A Devotion from George Whitfield
This is the name by which he will be called: The Lord Our Righteousness.
—Jeremiah 23:6
Self-righteousness is the last idol that is rooted out of the heart. And we have contracted such a devilish pride by our fall from God that we would, in part at least, glory in being the cause of our own salvation. It is true we disclaim the doctrine of merit and are ashamed to say we deserve any good at the hands of God. Therefore, as the apostle observes, we seek to establish a righteousness of our own and, like the Pharisees of old, will not wholly submit to God’s righteousness that is through Jesus Christ.
The righteousness of Jesus Christ is one of those great mysteries that the angels desire to look into and seems to be one of the first lessons that God taught people after the Fall. For what were the garments that God made to put on our first parents but types of the application of the merits of the righteousness of Jesus Christ to believers’ hearts? We are told that those garments were made of skins of beasts, and as beasts were not then human food, we may fairly infer that those beasts were killed in sacrifice, in commemoration of the great sacrifice, Jesus Christ, to be offered later. And the skins of those beasts thus killed being put on Adam and Eve, they were by this taught how their nakedness was to be covered with the righteousness of the Lamb of God.
This is what is meant when we are told Abraham believed God, and it was credited to him as righteousness. In short, this is it of which both the law and all the prophets have spoken, especially Jeremiah in the words of the text: “The Lord Our Righteousness.”

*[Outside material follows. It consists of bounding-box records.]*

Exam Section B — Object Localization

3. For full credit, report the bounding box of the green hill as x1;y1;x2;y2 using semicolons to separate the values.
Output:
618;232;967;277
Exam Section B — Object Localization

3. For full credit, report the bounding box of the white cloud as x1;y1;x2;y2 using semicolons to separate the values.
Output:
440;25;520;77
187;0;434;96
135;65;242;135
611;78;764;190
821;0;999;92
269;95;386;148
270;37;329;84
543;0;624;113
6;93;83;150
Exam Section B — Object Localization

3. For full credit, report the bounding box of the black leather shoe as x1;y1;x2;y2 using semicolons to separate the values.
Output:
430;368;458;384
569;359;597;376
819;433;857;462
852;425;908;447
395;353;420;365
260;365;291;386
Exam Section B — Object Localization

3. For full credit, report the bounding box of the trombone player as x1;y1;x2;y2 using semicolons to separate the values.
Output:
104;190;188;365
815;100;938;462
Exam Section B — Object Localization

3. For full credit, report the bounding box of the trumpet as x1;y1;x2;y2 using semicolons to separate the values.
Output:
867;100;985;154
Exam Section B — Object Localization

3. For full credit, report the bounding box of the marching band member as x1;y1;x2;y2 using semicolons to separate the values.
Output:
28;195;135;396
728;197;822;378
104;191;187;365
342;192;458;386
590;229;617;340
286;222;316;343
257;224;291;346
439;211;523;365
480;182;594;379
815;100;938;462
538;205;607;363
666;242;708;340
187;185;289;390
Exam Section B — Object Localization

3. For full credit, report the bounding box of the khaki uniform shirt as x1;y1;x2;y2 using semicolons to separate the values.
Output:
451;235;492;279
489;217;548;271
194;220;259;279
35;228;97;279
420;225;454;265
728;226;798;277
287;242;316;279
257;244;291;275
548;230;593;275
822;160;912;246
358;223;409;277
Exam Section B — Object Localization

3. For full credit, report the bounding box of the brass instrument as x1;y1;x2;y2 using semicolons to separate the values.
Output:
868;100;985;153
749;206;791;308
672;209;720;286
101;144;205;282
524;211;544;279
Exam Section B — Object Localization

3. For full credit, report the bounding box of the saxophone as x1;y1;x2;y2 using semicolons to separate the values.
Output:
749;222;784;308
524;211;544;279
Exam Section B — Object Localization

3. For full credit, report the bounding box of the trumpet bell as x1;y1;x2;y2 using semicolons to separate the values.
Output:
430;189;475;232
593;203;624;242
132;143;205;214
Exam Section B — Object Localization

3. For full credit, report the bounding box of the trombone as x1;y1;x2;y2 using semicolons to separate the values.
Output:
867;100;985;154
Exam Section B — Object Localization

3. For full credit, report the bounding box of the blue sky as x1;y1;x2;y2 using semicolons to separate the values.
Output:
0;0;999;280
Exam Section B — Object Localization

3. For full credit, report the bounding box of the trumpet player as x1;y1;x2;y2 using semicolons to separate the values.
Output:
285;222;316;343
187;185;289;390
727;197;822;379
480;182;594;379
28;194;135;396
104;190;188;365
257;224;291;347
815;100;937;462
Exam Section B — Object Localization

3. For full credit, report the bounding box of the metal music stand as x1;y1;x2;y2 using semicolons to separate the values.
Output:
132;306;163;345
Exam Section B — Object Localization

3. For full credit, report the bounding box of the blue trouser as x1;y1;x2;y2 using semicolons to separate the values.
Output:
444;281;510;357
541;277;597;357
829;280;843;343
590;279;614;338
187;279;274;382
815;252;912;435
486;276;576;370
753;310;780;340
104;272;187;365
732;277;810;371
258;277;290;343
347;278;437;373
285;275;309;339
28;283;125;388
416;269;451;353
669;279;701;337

The person mentioned in the text under the character of Lord is Jesus Christ. By “righteous Branch” (Jer. 23:5), all agree that we are to understand Jesus Christ. He it is who is called “the Lord” in our text. If there were no other text in the Bible to prove the divinity of Christ, that is sufficient. For if the word Lord may properly belong to Jesus Christ, he must be God. For as you have it in the margins of your Bibles, the word Lord is in the original Jehovah, which is the essential title of God himself. It is plain that by the word Lord we are to understand the Lord Jesus Christ who here takes to himself the title of Jehovah and therefore must be very God of very God, or, as the apostle devoutly expresses it, God over all, forever praised.